# Meanwhile, service dogs in Canada...



## Meg O'Donovan (Aug 20, 2012)

http://www.cbc.ca/beta/news/canada/...l-law-justice-mental-health-license-1.3548260 Legislation to register service dogs, with goal of limiting frauds.


----------



## Meg O'Donovan (Aug 20, 2012)

Backstory to why the rules may be needed: http://www.cbc.ca/news/canada/nova-...lation-being-drafted-by-nova-scotia-1.3115218


----------



## Nicole Stark (Jul 22, 2009)

As much as I don't particularly like additional legislation, especially when you have conniving folks that have ruined it for others to make it so, I suppose its about time something like this was put in place. The initial concern I have is that it will undoubtedly make it more costly and difficult for the people who need them to obtain these dogs, possibly to the point of not having access to this service at all.

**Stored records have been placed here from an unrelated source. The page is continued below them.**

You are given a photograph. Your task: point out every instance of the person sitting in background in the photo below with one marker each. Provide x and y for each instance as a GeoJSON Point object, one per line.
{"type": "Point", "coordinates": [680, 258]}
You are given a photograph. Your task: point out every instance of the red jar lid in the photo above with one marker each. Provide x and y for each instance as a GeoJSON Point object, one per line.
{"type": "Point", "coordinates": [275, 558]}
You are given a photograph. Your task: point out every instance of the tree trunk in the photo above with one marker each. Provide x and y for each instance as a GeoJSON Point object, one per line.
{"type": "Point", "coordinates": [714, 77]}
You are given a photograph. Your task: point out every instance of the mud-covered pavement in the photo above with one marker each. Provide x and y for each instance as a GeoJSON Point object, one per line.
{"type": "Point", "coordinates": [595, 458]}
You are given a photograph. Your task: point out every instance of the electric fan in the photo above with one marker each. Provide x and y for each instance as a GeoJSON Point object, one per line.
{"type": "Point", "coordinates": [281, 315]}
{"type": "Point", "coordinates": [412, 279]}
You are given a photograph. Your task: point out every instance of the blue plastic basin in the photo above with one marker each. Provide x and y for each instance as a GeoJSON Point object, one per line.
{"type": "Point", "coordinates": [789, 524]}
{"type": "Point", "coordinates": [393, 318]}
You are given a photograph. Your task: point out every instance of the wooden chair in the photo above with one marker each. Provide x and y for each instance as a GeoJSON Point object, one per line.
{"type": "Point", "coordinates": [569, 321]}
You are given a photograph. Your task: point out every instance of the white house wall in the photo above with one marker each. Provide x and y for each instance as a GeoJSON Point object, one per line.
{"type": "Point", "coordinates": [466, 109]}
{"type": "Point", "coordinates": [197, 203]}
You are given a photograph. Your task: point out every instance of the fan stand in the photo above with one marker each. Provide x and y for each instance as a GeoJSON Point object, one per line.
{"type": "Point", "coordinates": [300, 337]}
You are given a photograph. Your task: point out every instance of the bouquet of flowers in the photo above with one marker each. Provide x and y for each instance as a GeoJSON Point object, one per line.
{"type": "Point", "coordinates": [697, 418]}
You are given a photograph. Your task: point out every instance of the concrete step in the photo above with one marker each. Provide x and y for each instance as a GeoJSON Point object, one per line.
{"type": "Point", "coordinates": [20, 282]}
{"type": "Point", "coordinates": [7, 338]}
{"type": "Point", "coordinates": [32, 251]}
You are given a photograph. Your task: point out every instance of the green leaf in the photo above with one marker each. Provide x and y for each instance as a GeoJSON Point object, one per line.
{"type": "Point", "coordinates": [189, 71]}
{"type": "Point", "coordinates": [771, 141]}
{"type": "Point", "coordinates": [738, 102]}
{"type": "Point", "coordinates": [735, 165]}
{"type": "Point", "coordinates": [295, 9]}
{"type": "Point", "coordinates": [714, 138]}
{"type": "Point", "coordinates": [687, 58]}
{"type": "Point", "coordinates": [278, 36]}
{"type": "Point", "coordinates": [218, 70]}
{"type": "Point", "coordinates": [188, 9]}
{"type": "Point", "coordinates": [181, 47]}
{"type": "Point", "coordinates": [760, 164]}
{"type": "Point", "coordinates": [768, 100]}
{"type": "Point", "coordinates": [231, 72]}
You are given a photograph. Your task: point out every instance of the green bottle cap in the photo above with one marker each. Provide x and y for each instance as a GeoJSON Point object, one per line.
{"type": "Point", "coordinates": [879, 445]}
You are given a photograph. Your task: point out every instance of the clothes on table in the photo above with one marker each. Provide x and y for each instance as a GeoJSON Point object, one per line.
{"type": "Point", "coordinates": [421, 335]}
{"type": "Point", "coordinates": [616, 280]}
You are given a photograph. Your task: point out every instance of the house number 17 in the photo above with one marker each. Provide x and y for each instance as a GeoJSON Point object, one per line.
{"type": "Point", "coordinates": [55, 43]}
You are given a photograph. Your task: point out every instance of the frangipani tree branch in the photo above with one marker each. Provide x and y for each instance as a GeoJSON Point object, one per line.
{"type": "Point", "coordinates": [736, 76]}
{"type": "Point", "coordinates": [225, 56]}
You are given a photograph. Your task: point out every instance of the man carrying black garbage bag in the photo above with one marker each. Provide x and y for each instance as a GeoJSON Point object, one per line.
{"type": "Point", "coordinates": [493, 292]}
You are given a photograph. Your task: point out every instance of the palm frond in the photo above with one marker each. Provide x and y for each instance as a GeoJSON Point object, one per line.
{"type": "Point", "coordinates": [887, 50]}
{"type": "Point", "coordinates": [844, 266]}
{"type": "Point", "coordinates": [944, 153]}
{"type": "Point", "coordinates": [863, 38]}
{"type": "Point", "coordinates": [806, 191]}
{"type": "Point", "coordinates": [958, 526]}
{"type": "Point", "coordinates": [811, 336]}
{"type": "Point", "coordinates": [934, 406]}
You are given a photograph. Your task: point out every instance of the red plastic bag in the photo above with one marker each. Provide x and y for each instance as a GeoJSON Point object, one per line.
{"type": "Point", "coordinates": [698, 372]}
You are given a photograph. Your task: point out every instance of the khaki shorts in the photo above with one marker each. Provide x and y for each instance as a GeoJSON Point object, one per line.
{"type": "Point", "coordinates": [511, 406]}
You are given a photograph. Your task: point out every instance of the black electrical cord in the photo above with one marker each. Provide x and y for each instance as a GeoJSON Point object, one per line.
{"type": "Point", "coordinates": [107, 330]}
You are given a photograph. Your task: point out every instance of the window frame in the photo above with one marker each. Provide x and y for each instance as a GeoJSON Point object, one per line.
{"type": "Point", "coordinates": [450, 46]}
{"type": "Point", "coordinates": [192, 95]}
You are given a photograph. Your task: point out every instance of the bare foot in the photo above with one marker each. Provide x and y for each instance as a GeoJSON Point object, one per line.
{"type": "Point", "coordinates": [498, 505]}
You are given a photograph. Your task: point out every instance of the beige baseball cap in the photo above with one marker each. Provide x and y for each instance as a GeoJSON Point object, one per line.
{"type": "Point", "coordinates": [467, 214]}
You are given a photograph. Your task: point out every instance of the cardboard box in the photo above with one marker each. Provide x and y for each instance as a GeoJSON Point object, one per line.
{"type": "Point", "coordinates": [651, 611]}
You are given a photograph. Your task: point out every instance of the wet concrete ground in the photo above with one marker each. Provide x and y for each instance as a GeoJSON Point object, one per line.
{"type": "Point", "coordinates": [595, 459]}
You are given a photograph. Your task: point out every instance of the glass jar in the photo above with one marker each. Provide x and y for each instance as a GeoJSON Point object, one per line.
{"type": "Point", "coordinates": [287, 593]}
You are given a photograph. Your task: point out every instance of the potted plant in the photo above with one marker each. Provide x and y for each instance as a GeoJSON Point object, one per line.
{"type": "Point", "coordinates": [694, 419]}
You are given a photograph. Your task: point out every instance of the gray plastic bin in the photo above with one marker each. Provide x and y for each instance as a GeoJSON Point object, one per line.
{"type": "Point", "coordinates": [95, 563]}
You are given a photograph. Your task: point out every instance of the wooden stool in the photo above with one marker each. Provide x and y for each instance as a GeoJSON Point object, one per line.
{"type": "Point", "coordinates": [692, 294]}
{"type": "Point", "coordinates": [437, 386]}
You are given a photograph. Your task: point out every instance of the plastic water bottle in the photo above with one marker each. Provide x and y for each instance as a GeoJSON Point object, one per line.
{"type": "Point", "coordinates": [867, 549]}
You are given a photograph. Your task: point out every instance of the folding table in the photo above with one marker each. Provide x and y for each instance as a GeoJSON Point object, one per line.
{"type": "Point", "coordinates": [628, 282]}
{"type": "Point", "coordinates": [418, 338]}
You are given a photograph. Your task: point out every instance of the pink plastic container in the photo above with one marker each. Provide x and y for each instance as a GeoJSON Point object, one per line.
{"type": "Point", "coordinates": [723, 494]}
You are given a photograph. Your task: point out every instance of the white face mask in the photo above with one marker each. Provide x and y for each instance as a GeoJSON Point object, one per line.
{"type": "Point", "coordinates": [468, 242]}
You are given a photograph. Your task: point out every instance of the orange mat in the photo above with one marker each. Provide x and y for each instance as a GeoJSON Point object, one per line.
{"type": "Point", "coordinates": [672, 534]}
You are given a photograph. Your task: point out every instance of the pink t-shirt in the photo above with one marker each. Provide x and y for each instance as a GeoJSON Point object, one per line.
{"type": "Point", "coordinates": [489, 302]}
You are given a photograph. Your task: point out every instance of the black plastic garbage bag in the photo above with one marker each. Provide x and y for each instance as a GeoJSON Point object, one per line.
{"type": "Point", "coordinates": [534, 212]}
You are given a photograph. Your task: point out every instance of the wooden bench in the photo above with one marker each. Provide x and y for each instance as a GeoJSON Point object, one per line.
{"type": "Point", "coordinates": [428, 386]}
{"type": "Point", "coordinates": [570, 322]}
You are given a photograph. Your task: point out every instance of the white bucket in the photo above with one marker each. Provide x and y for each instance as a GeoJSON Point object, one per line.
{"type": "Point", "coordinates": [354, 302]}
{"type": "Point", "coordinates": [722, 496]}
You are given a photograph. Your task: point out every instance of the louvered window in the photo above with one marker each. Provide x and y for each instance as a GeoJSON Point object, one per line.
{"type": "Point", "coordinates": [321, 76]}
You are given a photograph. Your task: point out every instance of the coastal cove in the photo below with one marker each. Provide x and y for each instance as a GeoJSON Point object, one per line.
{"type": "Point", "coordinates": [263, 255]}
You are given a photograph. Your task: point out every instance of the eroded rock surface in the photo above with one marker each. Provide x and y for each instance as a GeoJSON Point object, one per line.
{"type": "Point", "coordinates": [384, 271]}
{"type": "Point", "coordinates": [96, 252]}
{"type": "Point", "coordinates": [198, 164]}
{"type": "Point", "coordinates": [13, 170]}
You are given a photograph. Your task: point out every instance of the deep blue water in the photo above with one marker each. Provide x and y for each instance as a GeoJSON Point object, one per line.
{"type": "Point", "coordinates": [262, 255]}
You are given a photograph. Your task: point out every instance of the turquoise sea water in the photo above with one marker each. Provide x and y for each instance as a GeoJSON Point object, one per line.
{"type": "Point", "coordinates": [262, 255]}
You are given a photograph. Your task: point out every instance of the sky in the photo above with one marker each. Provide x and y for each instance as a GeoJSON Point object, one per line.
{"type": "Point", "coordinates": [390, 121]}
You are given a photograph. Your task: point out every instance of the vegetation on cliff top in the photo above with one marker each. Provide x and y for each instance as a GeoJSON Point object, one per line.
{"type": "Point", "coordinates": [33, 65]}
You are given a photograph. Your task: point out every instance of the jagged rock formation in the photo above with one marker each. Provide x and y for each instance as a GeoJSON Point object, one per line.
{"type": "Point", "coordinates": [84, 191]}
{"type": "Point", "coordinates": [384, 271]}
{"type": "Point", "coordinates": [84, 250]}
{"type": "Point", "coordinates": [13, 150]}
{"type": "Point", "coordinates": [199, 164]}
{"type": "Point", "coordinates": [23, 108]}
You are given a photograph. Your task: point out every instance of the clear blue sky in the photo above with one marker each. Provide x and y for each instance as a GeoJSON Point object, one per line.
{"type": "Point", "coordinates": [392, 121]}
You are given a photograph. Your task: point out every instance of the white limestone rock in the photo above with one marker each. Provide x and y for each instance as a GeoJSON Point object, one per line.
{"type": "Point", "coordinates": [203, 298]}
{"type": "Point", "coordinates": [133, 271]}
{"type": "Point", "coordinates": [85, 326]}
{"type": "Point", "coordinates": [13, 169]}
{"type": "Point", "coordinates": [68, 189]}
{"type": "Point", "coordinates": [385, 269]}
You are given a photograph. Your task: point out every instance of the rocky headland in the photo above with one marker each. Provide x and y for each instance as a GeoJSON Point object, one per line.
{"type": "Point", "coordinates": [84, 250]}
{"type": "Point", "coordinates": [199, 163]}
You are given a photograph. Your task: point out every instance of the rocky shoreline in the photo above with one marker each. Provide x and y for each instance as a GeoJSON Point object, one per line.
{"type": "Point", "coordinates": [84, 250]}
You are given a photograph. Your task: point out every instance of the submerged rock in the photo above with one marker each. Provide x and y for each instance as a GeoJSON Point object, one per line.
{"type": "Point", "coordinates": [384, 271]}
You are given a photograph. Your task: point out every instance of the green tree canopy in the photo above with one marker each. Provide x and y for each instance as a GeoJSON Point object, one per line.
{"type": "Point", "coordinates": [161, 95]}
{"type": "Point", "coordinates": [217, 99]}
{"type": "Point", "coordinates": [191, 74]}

I think back to a time about 10 years ago when a person of considerable wealth found this loophole and was traveling with her mastiff in the cabin of the plane to circumvent shipping costs and flight restrictions due to heat, as she traveled all over the country to show this dog. I remember how I felt about it then and I still feel that way. It's actions like that which has eroded and changed this situation to become what it has.


----------